French nuclear energy giant EDF wants to build a $26 billion facility in southwest England, the Hinkley Point C nuclear plant. The U.K. government’s philosophy is that nuclear power is desirable; the new plant could meet 7 percent of Britain’s electricity needs without hurting the climate. So, the power plant would be heavily subsidized by utility customers paying roughly double the rate set by the free market for electricity.
Some say that plan violates E.U. rules that restrict government aid for individual companies. From Reuters:
The European Commission will open an investigation next week into planned British support for a new nuclear power plant, three people familiar with the matter said, in a precedent-setting case for future nuclear funding in Europe. …
If the Commission refuses state aid approval, the Hinkley Point project could fail, threatening the British government’s long-term energy and environmental plans which call for nuclear power.
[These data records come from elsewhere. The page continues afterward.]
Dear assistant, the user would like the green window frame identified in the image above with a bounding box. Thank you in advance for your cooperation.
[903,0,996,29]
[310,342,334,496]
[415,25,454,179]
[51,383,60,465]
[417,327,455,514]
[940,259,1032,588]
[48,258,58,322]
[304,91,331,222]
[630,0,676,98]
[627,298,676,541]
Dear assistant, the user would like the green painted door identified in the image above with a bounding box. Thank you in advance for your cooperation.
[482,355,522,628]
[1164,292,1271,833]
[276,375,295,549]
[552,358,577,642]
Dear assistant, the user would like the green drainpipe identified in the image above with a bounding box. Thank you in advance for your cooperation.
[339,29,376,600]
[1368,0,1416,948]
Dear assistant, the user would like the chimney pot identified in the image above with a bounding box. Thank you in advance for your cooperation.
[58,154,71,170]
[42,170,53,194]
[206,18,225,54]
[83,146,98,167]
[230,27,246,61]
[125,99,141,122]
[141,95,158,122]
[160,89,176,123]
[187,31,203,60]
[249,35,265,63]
“The project could not proceed,” an EU diplomatic source said when asked what would happen if the Commission rules against the plan.
Another possibility is the directorate could call for modification of the government’s planned support, involving the guaranteed price or the contract’s length.
If you think opening a nuclear power plant is a dicey and pricey proposition these days, wait until you hear how much it costs to shut one down.
The Crystal River nuclear plant in Florida went offline in 2009, following a series of maintenance-related accidents, because it could no longer compete with fossil fuels or renewables on price. This week, Duke Energy told regulators that the shutdown and cleanup will cost $1.2 billion and take 60 years. That’s nearly twice as long as the plant was in operation.